Friday, May 23, 2014

Fierce Friday: Aaron Taylor-Johnson Covers Men s Health (May 2014 issue)


Gearing up for the premiere of his new action-packed film ‘Godzilla’, Aaron Taylor-Johnson’s guns cover the May 2014 issue of ‘Men’s Health’.

* More info and photos after break...

The actor discussed his rise from child actor to indie darling to blockbuster star. He also gave us some interesting insight into his character as well as his love for his older wife.

His Godzilla character: “He’s in the military and he’s usually away on tour. He’s running away from problems at home. It mirrored what his father did. There’s this acting method, I think it’s Lee Strasberg’s or whatever, where you use a memory from your own life to create an emotion. So if you’re looking up at Godzilla and youre supposed to be scared, you just imagine something from your life that’s scared you I didn’t f—ing do that. It’s f—ing bullsh-t.”
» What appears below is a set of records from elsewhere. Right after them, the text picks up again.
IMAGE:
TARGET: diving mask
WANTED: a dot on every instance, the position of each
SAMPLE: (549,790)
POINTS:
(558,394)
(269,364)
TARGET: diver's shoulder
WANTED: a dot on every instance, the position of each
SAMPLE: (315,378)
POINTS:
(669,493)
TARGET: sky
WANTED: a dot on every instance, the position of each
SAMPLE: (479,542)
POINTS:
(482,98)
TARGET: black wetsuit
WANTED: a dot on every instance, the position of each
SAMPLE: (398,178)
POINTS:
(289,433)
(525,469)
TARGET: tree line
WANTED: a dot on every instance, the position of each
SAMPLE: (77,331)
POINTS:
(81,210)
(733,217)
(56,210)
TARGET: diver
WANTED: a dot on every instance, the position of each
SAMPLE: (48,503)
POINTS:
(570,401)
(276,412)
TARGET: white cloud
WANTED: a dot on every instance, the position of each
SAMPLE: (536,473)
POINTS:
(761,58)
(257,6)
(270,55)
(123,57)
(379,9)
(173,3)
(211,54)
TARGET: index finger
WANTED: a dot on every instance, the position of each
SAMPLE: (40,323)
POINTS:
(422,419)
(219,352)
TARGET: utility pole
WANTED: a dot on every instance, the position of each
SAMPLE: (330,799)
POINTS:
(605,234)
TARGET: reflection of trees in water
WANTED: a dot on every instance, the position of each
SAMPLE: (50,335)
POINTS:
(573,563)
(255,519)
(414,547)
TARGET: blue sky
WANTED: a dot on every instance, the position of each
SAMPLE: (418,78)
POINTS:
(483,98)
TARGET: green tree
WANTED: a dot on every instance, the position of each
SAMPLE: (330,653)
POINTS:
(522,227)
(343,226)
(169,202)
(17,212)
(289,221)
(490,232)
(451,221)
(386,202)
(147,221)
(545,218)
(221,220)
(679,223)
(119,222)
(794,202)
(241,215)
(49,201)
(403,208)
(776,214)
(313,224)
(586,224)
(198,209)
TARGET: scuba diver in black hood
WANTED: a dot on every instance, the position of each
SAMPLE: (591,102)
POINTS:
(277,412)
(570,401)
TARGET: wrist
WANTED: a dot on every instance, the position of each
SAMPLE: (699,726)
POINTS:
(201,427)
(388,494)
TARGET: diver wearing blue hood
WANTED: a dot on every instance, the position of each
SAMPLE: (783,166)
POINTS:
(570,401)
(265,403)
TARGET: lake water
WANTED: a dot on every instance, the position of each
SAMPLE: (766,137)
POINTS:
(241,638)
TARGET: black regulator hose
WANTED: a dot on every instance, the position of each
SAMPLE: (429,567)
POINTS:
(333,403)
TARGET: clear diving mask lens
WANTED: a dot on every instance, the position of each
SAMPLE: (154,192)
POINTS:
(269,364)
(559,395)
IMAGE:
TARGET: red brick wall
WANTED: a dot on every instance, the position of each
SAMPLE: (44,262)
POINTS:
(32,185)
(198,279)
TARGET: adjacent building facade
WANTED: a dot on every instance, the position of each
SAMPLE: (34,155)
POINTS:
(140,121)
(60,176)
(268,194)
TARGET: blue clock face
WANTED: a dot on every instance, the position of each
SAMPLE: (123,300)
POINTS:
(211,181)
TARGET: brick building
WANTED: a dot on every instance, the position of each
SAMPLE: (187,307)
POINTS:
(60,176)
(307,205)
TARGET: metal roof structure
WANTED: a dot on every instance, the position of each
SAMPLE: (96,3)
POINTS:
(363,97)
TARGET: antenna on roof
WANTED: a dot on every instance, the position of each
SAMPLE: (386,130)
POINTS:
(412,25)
How he chooses projects: “Most people would say ‘Script first.’ Always script, script, script. But, I beg to differ. I think it’s about the filmmaker. I don’t know if I really care so much about the end product anymore.”

His youthful rebellion: “It was a lot of crazy sh-t I got up to for a couple years. I was pretty self-destructive at one point. I used to smoke 30 [cigs] a day, used to f—ing drink nonstop. I’ve always been able to be on the f—ing edge — be on the line, but then pull myself back. It was kind of like learning how to pull. It was like, how do you go into a bar and point out the fittest girl and then just go, ‘I’ll have her by the end of the night’? I was at that age where that was kind of — I stopped when I met Sam.”

On having a much older wife: “It doesn’t seem like it. She’s such a young, beautiful soul that you wouldn’t even know.”

On “the challenges of a growing family”: “That’s bullsh-t. They’re not challenges. People are like, ‘Don’t you have to work really hard?’ And I’m like, ‘If you think it’s hard, you must be in a sh-t marriage.’ Everything in my life before them was an escape. I went from one job to the next, film after film, just trying to escape. I grew up working in this industry. I did my first commercial at six. And from about the age of 10, I was doing films. I was a kid, but I was working around adults.”

Switching from indies to blockbusters: “There are some actors that are so conscious, like, ‘I only pick the really quirky weird films ’cause I wanna be looked at as a serious actor. The work is just as interesting as, you know, playing a f—ing crackhead in some rough indie Detroit movie.”